= Antiochus (father of Seleucus I Nicator) =

4th-century BC Macedonian general

Antiochus (Greek: Ἀντίοχος; fl. 4th century BC) was a Macedonian man who lived during the time of Philip II of Macedon (ruled 359-336 BC). He originally came from Orestis, Upper Macedonia (modern-day Kastoria, Greece).

==Biography==
Antiochus served as an officer under Philip II, and gained distinction as a military general. Antiochus was from an upper noble family. His father was probably called Seleucus, his brother was called Ptolemy and he probably had a nephew called Seleucus. Antiochus married a Macedonian woman called Laodice and in about 358 BC Laodice gave birth to their son Seleucus I Nicator, who became a general of Alexander the Great and later founded and became the first king of the Seleucid Empire; she also gave birth to their daughter, Didymeia. It was pretended, in consequence of a dream which Laodice had, that the god Apollo was the real father of Seleucus.

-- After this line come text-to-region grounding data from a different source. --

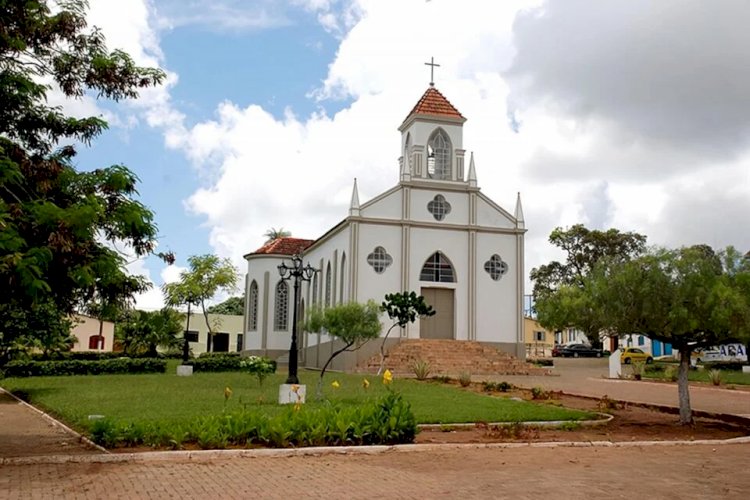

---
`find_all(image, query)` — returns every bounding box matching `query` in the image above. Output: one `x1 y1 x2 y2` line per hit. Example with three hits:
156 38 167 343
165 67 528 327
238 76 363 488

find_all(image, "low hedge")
2 358 166 377
187 353 276 373
703 361 747 372
89 390 417 449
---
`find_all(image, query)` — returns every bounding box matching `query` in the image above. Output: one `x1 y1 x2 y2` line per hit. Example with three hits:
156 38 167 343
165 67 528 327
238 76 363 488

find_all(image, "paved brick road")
2 444 749 499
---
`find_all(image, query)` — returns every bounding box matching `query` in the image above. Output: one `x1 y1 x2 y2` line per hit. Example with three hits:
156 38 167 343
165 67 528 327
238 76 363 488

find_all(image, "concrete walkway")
482 358 750 418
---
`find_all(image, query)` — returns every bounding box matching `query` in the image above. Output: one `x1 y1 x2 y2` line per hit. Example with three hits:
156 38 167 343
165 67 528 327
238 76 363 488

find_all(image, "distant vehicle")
620 347 653 364
692 344 748 364
557 344 603 358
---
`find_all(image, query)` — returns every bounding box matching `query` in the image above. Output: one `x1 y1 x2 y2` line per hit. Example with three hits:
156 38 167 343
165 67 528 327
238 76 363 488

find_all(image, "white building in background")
242 84 527 370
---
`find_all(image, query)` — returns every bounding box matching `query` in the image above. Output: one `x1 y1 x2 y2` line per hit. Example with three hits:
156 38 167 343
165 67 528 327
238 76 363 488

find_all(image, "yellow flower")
291 384 300 393
223 386 233 400
331 380 340 389
383 369 393 385
294 401 302 412
362 378 370 389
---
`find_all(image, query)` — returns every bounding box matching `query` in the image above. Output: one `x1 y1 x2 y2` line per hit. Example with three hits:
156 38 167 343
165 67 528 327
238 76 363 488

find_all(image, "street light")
277 254 317 384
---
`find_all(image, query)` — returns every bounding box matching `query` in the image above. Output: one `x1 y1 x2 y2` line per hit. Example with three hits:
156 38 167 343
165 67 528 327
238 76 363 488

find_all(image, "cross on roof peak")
424 57 440 86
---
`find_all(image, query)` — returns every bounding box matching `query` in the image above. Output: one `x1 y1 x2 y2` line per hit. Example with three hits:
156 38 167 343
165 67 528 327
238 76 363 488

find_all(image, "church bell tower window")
427 129 451 180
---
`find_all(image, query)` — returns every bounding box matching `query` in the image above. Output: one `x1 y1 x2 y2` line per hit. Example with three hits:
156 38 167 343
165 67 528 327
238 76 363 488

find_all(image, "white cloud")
90 0 750 293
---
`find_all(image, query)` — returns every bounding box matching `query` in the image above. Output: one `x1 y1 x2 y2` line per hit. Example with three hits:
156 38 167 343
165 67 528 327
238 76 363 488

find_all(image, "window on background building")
420 251 455 282
534 331 545 341
248 280 258 331
184 330 199 342
274 280 289 331
88 335 102 350
236 334 244 352
638 335 645 346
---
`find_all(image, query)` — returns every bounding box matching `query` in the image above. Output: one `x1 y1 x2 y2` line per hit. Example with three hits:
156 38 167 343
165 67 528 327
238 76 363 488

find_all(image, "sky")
66 0 750 309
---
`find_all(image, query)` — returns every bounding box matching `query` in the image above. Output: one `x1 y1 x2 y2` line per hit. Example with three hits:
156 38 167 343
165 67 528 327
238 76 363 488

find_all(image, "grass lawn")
1 366 593 432
645 364 750 385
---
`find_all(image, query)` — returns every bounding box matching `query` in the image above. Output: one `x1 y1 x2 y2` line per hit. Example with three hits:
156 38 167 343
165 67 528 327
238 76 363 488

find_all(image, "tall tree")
531 225 646 347
263 227 291 243
588 246 749 424
0 0 167 362
162 254 239 353
207 296 245 316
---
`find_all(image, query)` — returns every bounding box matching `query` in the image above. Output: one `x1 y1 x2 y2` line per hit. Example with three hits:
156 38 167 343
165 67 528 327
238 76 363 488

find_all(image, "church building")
242 84 527 369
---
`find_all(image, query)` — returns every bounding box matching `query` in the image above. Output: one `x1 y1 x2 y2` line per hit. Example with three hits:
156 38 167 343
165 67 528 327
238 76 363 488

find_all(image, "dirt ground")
415 386 750 445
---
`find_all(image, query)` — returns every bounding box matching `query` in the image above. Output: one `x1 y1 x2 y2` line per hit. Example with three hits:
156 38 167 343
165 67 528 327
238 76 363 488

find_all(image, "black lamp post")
277 254 317 384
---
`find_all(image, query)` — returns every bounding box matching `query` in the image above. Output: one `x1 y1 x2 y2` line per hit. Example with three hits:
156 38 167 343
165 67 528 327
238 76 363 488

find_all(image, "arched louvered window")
339 252 346 303
419 251 456 283
274 280 289 331
427 129 451 180
312 273 318 306
248 280 258 331
325 261 332 307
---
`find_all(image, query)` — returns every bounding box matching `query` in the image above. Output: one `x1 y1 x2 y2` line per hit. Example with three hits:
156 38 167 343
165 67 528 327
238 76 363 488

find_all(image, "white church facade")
242 85 527 370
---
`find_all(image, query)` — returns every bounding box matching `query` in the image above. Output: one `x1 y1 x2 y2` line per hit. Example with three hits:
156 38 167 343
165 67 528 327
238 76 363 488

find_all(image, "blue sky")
73 0 750 309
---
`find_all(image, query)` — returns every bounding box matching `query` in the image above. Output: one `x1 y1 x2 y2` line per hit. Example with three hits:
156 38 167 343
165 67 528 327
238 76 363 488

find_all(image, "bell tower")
398 83 467 184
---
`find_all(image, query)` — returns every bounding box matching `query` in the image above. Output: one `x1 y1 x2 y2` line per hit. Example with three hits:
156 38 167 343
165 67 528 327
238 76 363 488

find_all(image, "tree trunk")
677 345 693 425
377 324 399 375
201 302 212 353
316 341 354 399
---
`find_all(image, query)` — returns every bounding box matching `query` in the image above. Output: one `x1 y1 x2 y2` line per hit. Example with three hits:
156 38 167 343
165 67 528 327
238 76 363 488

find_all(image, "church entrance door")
420 288 454 339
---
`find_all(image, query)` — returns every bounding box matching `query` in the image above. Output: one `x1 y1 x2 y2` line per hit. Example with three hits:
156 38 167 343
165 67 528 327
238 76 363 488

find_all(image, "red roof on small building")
250 237 314 256
404 86 465 122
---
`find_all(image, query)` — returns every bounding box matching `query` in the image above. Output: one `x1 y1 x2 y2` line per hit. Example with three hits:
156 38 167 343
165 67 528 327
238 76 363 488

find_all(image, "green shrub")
529 359 553 367
530 386 549 400
3 358 166 377
644 363 666 374
664 366 678 382
187 354 248 372
239 356 277 385
88 391 417 449
410 359 432 380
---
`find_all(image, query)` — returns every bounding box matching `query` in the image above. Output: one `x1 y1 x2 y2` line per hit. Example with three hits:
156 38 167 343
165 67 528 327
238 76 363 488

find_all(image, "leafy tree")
587 245 749 424
0 0 167 362
304 301 382 398
116 308 183 357
207 296 245 315
531 224 646 347
263 227 291 243
0 299 75 362
162 255 239 354
377 291 435 374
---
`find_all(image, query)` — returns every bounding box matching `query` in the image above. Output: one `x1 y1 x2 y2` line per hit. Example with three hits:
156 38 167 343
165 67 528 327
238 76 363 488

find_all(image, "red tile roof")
250 237 314 256
404 86 465 122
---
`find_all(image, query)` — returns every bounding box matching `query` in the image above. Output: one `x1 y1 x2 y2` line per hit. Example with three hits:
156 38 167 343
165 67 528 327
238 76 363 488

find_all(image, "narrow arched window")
248 280 258 331
427 129 451 180
339 252 346 303
312 273 318 306
325 261 332 307
274 280 289 331
404 133 412 173
420 251 456 282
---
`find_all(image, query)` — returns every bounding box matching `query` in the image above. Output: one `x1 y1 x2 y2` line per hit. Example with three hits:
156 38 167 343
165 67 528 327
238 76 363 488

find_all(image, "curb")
2 435 749 466
418 412 614 430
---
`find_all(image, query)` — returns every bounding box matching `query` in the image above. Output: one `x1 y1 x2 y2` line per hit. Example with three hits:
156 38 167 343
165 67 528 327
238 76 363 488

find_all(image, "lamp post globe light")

When Seleucus became king, he founded and named 16 cities in honor of his father, including the Syrian city of Antioch (now situated in modern Turkey) and the Seleucid Military Outpost, Antioch, Pisidia. Through Seleucus, Antiochus had thirteen Seleucid kings bearing his name, as well as various monarchs from the Kingdom of Commagene. Antiochus had numerous descendants through his son from the 3rd century BC until the 5th century AD and possibly beyond.

==Sources==
- John D. Grainger, Seleukos Nikator: Constructing a Hellenistic Kingdom page 2 ISBN 0-415-04701-3
- Roger Campbell-Scott, "Nimrud Dagh - A Sacred Mountain in Anatolia" pgs 194–197 in Reader’s Digest, Vanish Civilisations, Reader's Digest Services P/L, Hong Kong, 1988
- "Places in Bible Times", Reader’s Digest: Jesus and His Times, The Reader's Digest Association, Inc. Printed by Fourth Printing USA, July 1990
- D. Engels, "Prodigies and Religious Propaganda: Seleucus and Augustus", in: C. Deroux (ed.), Studies in Latin Literature and Roman History, vol. 15, Brussels 2010, 153–177.